Inventories continue to draw down and US stockpiles fell by 1,019kbbl last week, according to Energy Information Administration data. Gasoline inventories fell by 0.5 million barrels, less than the 4.22-million drop reported Tuesday by the American Petroleum Institute but still a drop ahead of high summer demand for the fuel.
Analysts at ANZ Bank explained that the fall was even greater than Cushing, the pricing point for WTI futures. ''At the same time, exports soared, and throughput at Gulf Coast refiners hit its highest level since January 2020. This helped slow down the drawdown in fuel inventories, providing some relief for tight markets. The EIA report also showed sales from the strategic reserve remain strong, with the stockpile falling 5,971kbbls last week. This takes the SPR to its lowest level since September 1987.''
The analysts also explained that the market remains on edge about the pending European sanctions on Russian oil. At the same time, while lockdowns in China weighed on growth expectations, mobility in the Middle Kingdom has been on an upward trend, suggesting oil markets have moved beyond peak demand concerns, analysts at TD Securities argued.

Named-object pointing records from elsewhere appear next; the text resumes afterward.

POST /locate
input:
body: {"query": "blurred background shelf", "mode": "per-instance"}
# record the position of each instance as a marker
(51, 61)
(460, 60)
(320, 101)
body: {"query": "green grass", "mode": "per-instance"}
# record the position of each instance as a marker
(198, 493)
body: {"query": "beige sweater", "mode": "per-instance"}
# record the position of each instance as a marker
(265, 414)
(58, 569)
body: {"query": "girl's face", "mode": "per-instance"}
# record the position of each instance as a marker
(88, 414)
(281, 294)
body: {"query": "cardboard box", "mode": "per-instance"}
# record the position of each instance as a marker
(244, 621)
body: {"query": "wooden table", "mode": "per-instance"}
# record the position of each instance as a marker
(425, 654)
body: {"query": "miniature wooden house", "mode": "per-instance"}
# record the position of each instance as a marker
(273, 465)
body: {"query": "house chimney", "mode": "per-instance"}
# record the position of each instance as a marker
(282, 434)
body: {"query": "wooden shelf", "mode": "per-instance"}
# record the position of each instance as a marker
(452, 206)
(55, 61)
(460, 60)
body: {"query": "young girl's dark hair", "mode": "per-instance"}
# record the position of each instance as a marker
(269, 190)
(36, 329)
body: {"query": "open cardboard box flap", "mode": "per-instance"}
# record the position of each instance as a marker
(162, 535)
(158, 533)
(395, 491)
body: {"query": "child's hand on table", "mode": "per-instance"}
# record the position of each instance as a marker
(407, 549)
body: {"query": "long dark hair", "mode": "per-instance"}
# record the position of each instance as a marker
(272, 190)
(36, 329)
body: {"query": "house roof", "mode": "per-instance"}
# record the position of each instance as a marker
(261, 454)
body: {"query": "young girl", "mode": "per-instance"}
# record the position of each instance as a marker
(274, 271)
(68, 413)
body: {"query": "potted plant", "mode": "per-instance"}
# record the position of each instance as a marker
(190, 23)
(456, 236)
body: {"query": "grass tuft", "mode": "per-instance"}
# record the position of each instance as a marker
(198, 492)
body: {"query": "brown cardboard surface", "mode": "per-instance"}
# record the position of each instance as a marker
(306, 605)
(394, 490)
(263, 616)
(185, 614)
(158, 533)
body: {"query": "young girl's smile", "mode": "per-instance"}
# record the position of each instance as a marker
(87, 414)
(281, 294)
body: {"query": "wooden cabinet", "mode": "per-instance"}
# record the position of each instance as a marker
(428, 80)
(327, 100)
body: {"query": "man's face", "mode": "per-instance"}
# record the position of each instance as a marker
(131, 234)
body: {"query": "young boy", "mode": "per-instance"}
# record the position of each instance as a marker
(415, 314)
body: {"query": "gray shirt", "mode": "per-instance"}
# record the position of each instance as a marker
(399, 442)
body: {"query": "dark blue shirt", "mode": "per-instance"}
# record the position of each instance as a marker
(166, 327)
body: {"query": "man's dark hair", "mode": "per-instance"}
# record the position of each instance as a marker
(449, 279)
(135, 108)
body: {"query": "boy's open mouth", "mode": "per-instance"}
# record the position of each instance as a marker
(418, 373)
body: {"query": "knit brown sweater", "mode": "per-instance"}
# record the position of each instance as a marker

''Most importantly, the persistent supply risks in the complex continue to drive tighter fundamentals, and remain the most dominant driver for energy markets.''
Meanwhile, OPEC production continues to underperform benchmarks materially. ''In this context, despite macroeconomic angst, crude oil markets may be shaping up for another move higher this summer,'' the analysts at TD Securities said.